3.68: Court options to deal with significant deficiencies
7.3: Summary Judgment (Application and decision)

Case Summary

The Plaintiff, Stoney Nakoda Nations (“SNN”), commenced an Action for trespass and conversion of petroleum, natural gas, and related hydrocarbons (“PNG”) which they claimed were properly theirs. SNN argued that various transfers of PNG to Canadian Pacific Railway (“CPR”) and CPR’s wholly owned subsidiary, which is now Encana, were either invalid or for inadequate consideration. The Defendants, Encana and CPR, brought an Application for Summary Dismissal. Encana argued that the claims were brought out of time, that it cannot be a trespasser on its own property, and that SNN’s claims fail because of Encana’s indefeasibility of title. CPR’s Application for Summary Dismissal was on the same grounds, and any interest it had in the lands was wholly transferred to Encana, and therefore CPR had no interest in any of the PNG at issue in the Action. Further, any claim for damages against CPR was out of time and thus statute-barred. SNN argued that what was being sought by CPR and Encana was, in effect, an extinguishment of Aboriginal Treaty Rights. Therefore the Applicants bore the onus of proving that there was a clear and plain intent by the Crown to extinguish SNN’s Aboriginal Treaty Rights in the PNG.

Jeffrey J., in considering Rule 7.3, noted that Summary Judgment can be granted if there is no merit to the claim. “No merit” means that, even assuming the accuracy of the position of the non-moving party as to any material or potentially decisive matters, the non-moving party’s position has no merit in law or in fact. Justice Jeffrey noted that another way to explain the concept of merit is that, in order for the non-moving party’s case to have merit, there must be a genuine issue or a potentially decisive material fact in the case which cannot be summarily found against the Respondents on the record. The mere assertion of a position by the Respondent in a Pleading or otherwise, or the mere hope of the non-moving party that something will turn up at Trial, will not suffice for a position to have merit. This is distinguished from the test under Rule 3.68, which involves deciding “whether there is any reasonable prospect that the claim will succeed, erring on the side of generosity in permitting novel claims to proceed”.

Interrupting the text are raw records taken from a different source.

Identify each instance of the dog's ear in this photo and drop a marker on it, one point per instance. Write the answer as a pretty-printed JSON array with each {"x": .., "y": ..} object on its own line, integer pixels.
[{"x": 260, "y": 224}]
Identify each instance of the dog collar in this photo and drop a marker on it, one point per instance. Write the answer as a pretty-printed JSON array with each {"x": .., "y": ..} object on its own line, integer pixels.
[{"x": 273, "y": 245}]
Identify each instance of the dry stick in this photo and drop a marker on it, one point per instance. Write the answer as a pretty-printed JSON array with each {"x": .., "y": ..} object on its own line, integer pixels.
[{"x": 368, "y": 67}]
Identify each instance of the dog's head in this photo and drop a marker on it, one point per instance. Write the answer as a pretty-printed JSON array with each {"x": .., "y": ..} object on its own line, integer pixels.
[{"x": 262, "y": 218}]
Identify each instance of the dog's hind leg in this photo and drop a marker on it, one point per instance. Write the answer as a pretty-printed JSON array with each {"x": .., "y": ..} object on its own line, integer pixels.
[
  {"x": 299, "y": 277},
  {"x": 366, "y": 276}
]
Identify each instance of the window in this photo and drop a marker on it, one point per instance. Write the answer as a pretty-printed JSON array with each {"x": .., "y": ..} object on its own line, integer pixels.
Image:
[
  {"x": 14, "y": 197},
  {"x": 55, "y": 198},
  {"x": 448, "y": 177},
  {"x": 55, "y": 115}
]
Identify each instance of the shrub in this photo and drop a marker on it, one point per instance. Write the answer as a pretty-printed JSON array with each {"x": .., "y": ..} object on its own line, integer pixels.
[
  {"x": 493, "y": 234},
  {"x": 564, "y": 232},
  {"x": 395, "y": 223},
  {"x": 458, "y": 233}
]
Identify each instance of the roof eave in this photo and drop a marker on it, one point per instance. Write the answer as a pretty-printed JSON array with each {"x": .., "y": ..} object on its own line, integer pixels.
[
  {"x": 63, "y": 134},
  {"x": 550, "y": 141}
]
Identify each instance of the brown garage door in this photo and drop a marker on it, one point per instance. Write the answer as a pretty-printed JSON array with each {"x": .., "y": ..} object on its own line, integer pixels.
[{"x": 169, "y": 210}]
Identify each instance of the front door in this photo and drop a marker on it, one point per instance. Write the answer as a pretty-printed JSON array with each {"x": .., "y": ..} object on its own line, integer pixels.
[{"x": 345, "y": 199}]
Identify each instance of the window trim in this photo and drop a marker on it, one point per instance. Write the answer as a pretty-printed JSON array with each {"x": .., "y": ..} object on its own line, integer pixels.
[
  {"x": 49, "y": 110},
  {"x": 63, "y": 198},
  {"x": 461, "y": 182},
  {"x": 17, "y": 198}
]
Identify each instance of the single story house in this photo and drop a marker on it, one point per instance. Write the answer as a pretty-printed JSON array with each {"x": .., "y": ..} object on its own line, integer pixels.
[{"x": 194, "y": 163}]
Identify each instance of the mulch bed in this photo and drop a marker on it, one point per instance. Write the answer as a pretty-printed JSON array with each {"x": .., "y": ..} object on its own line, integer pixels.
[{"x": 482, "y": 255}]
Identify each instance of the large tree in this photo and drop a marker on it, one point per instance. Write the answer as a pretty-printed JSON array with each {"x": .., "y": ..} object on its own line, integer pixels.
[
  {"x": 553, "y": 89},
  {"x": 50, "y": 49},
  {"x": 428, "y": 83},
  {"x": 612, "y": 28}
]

Based on the record before the Court, Jeffrey J. dismissed the claim as against CPR. Jeffrey J. also found that SNN had actual knowledge that certain parties had claimed ownership of the PNG in issue by 1982 at the latest. As such, the Action against CPR was summarily dismissed as it was statute barred and without merit.

Regarding SNN’s claim as against Encana for the recovery of in situ PNG, Jeffrey J. held that Encana had not met its burden to show that the Crown had intended the alienation of the PNG at issue to CPR such that SNN’s Aboriginal Rights were extinguished. Consequently, the issue could not be decided on a summary basis, and Encana’s Application was denied. Jeffrey J. also found that SNN had raised sufficient doubt as to whether the transfer from CPR to Encana’s predecessor was for sufficient consideration such that it was not beyond doubt that the defence had merit. Jeffrey J. noted that the determination of indefeasibility of Encana’s title called for a complex determination of legal issues, intertwined with various degrees of social, historical, legislative and corporate facts. Justice Jeffrey concluded that, in such cases, a full Trial is required.